The extremist activism associated with identity politics and sexual/gender politics continues to poison the well. Recently, myself and others made the claim on social media that the ‘moral panic’ cult, backed up by the dubious statistical ‘crime decline’ narrative, has hampered effective research and the struggle against today’s largely hidden traditional and novel crimes, particularly the heinous crime of child sexual abuse. Originally placing itself in opposition to media sensationalism, racism, sexism, homophobia and ‘authoritarian populism’, the cult’s principle of minimal intervention has backfired badly, creating an atmosphere of inertia, ignorance and anxiety in which hidden crime proliferates and hostile, authoritarian reactions are more likely.

The recent child abuse scandal in the UK elicited immediate responses from self-appointed identitarian activists – individuals and small cabals who narcissistically imagine themselves as the intrepid leaders of their cultural constituencies. Rather than argue for the return of universal ethics, intelligent research and rational, effective politics and policies, they claim that hateful ‘white cis-het reactionaries’ – people like me and some other ultra-realist researchers, I suppose, along with gender-critical feminists – are all abusers at heart, care nothing about crime, harm or abused children, and simply want to take advantage of the current outcry to accuse gay, trans and ethnic minority communities of harbouring a disproportionate number of paedophiles. It’s not us lot, it’s you lot! The most infantile, yah-boo, whataboutist discourse imaginable.

Can you see what has happened here? When Kimberlé Crenshaw, with what we must assume was good intention, proposed an intersectional matrix of race, gender, sexuality and class, she hoped we could transcend hostile identity politics to create new solidarities, where each group might develop an empathetic understanding of the others’ modes of subjugation. But no. Paranoid activists, mimicking the zero-sum mindset of ethnonationalists, instead used the intersectional matrix to emphasise what they feel – yes, ‘feel’, not ‘know’ – is the undying, existential hatred felt towards them by the groups on the other ends of the intersectional axes. In an emotivist culture, of course, what people ‘feel’ assumes the elevated position of absolute knowledge beyond question.

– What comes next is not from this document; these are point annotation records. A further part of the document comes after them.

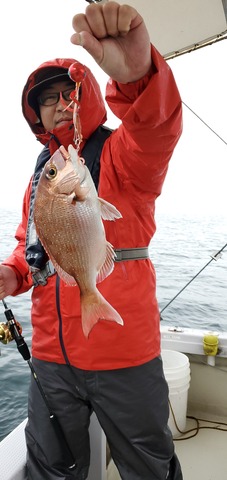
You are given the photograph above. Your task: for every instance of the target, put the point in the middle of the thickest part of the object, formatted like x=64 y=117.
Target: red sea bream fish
x=68 y=217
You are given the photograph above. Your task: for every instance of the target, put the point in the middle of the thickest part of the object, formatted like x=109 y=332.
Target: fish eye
x=52 y=172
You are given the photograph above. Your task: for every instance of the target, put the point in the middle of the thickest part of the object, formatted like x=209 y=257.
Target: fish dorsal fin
x=108 y=265
x=108 y=211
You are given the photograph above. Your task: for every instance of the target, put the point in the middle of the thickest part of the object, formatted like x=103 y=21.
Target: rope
x=211 y=129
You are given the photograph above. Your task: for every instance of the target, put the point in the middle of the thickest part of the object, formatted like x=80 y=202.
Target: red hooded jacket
x=134 y=164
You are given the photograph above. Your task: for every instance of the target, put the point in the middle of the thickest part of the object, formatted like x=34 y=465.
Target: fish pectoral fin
x=63 y=274
x=71 y=199
x=108 y=266
x=108 y=211
x=95 y=308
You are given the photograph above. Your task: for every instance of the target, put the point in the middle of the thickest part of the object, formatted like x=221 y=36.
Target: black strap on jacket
x=36 y=256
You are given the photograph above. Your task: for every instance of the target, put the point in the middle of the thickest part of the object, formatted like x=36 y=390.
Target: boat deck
x=202 y=457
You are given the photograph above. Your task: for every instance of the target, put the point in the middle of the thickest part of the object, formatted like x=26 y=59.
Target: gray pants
x=131 y=405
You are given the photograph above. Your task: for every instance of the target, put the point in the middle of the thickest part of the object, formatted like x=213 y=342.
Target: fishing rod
x=11 y=330
x=213 y=257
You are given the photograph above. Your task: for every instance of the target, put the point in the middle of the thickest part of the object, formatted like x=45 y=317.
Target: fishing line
x=206 y=124
x=15 y=334
x=213 y=257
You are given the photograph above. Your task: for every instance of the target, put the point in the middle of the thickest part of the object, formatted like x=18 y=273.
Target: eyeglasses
x=52 y=98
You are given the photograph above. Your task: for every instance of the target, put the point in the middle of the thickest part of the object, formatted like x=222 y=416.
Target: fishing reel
x=7 y=333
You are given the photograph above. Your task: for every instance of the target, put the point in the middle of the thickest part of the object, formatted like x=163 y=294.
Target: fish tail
x=94 y=308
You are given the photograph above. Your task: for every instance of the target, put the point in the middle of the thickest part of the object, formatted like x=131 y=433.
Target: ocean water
x=181 y=247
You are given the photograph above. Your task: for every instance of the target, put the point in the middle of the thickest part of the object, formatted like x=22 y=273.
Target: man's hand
x=8 y=281
x=117 y=38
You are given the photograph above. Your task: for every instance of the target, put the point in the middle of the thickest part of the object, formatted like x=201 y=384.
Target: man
x=117 y=372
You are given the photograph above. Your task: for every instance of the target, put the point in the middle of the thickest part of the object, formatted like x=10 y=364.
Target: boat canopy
x=179 y=26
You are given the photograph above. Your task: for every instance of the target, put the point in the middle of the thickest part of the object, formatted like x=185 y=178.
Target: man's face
x=52 y=105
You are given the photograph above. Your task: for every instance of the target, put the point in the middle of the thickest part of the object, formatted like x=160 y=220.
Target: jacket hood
x=92 y=107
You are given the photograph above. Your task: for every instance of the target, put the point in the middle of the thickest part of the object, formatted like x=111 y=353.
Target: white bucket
x=176 y=368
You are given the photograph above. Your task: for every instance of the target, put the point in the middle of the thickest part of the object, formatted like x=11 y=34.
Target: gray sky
x=35 y=32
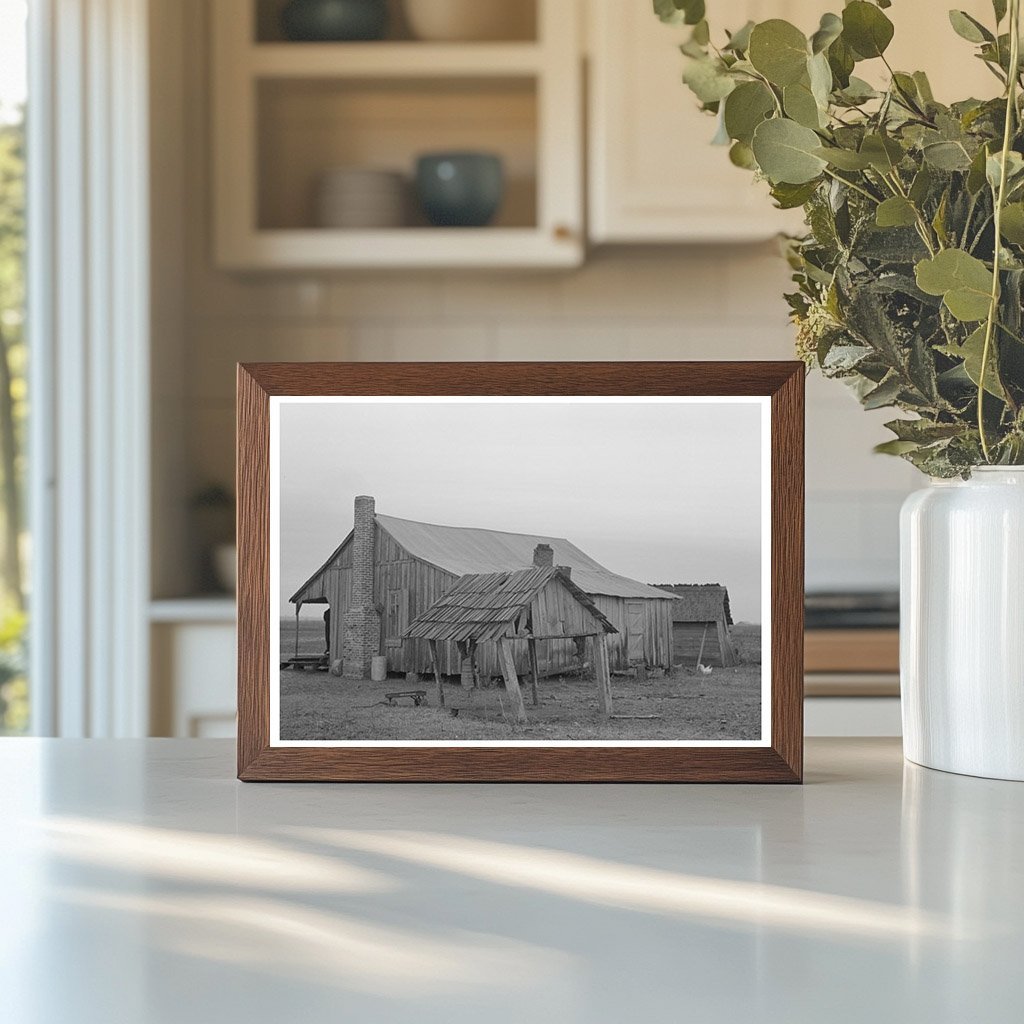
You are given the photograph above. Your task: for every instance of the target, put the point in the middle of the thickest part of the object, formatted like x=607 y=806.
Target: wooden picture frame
x=779 y=759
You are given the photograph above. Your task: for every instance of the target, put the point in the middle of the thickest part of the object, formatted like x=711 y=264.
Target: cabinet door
x=653 y=174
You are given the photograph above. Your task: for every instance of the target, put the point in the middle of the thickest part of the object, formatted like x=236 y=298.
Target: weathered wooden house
x=536 y=614
x=700 y=621
x=388 y=571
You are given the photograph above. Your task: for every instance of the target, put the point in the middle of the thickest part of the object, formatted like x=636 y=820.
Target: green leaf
x=1012 y=225
x=800 y=105
x=680 y=11
x=778 y=50
x=739 y=41
x=819 y=75
x=841 y=60
x=976 y=173
x=866 y=30
x=788 y=197
x=708 y=80
x=829 y=30
x=924 y=86
x=972 y=352
x=895 y=212
x=883 y=153
x=969 y=29
x=946 y=156
x=922 y=185
x=939 y=220
x=887 y=393
x=845 y=160
x=963 y=281
x=745 y=108
x=741 y=155
x=785 y=152
x=858 y=91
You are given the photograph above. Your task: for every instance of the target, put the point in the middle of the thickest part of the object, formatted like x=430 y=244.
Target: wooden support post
x=435 y=657
x=535 y=670
x=467 y=670
x=507 y=663
x=704 y=639
x=725 y=645
x=602 y=674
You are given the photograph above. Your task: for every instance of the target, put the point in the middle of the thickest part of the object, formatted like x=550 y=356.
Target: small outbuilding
x=518 y=611
x=700 y=621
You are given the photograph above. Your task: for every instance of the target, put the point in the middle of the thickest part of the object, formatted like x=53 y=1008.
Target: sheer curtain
x=88 y=316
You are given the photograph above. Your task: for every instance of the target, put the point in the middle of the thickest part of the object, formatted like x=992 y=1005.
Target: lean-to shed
x=525 y=614
x=700 y=621
x=388 y=571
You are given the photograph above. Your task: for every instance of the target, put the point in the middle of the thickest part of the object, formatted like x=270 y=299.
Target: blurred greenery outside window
x=13 y=366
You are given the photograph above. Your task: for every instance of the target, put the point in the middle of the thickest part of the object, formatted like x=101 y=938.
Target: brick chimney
x=361 y=626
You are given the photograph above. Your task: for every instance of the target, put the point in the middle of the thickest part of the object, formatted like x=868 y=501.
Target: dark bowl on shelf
x=334 y=20
x=460 y=189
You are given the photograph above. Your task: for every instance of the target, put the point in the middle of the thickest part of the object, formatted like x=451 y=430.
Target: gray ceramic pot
x=460 y=189
x=334 y=20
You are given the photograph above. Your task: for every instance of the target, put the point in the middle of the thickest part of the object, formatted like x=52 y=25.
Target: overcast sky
x=660 y=493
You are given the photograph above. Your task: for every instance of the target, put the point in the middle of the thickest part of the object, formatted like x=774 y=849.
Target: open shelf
x=287 y=113
x=520 y=17
x=393 y=59
x=305 y=128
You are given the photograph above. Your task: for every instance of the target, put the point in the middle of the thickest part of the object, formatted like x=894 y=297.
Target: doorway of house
x=634 y=631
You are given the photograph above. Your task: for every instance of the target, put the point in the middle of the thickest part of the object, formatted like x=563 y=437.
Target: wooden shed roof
x=698 y=602
x=486 y=606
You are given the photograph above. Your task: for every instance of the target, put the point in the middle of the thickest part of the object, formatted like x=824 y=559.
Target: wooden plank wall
x=656 y=626
x=395 y=568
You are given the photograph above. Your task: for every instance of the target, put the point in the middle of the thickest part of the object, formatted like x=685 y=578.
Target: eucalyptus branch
x=853 y=185
x=1000 y=197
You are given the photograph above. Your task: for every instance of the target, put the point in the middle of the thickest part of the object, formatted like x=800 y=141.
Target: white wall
x=700 y=303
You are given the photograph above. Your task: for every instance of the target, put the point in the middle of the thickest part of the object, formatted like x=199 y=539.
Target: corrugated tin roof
x=486 y=606
x=698 y=602
x=466 y=550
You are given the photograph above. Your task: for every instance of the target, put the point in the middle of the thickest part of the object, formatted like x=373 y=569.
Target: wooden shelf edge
x=401 y=59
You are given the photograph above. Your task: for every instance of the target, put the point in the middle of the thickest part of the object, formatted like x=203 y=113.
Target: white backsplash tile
x=706 y=303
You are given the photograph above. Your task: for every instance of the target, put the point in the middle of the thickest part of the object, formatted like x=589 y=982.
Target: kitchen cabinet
x=653 y=175
x=285 y=114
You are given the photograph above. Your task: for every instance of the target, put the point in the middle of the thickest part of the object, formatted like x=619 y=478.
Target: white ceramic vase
x=962 y=625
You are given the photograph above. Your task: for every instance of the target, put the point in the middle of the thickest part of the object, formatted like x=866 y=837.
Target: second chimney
x=360 y=627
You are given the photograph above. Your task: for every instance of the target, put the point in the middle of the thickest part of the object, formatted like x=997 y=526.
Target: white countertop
x=142 y=885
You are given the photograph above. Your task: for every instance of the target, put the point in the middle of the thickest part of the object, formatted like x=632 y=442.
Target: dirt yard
x=725 y=705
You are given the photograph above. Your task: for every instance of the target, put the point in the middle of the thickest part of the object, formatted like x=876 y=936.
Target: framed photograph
x=521 y=571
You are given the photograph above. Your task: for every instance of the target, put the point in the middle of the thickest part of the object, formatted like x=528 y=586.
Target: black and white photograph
x=519 y=570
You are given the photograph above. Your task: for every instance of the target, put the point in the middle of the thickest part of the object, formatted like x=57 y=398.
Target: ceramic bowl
x=361 y=198
x=334 y=20
x=460 y=189
x=469 y=20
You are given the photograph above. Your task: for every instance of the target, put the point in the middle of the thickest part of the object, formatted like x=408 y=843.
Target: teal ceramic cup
x=460 y=189
x=334 y=20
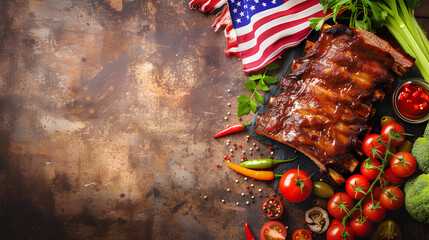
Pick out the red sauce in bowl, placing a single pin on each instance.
(413, 101)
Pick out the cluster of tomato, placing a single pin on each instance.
(387, 196)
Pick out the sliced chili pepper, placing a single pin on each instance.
(249, 235)
(259, 175)
(263, 163)
(232, 129)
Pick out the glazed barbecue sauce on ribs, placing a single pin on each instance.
(327, 99)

The activists’ solution? They demand that we immediately subvert and abandon all traditional identities, institutions – including the family – and moral orders to become like them…. free-floating, undefined individuals, because they are the pioneers of a beautiful, free, progressive future. Now, be honest. Was that ever going to work, or was it the road to intersectional paranoia, the return of reaction and what Simon Winlow and and I once called ‘the society of enemies’ ? A society in which paranoid cultural groups imagine a world full of hostile others who don’t want them to exist, and immediately react with aggressive denunciations that can elicit and affirm precisely that assumption amongst the others they blame? This is the polar opposite of the ‘tolerance’ that liberals claimed to be one of their founding principles. Has post-structuralist identity politics bequeathed us with the most destructive, multipolar self-fulfilling prophecy we have ever known? Is this danger inherent in accelerated cultural progressivism in the midst of declining economies and institutional orders? We need to know.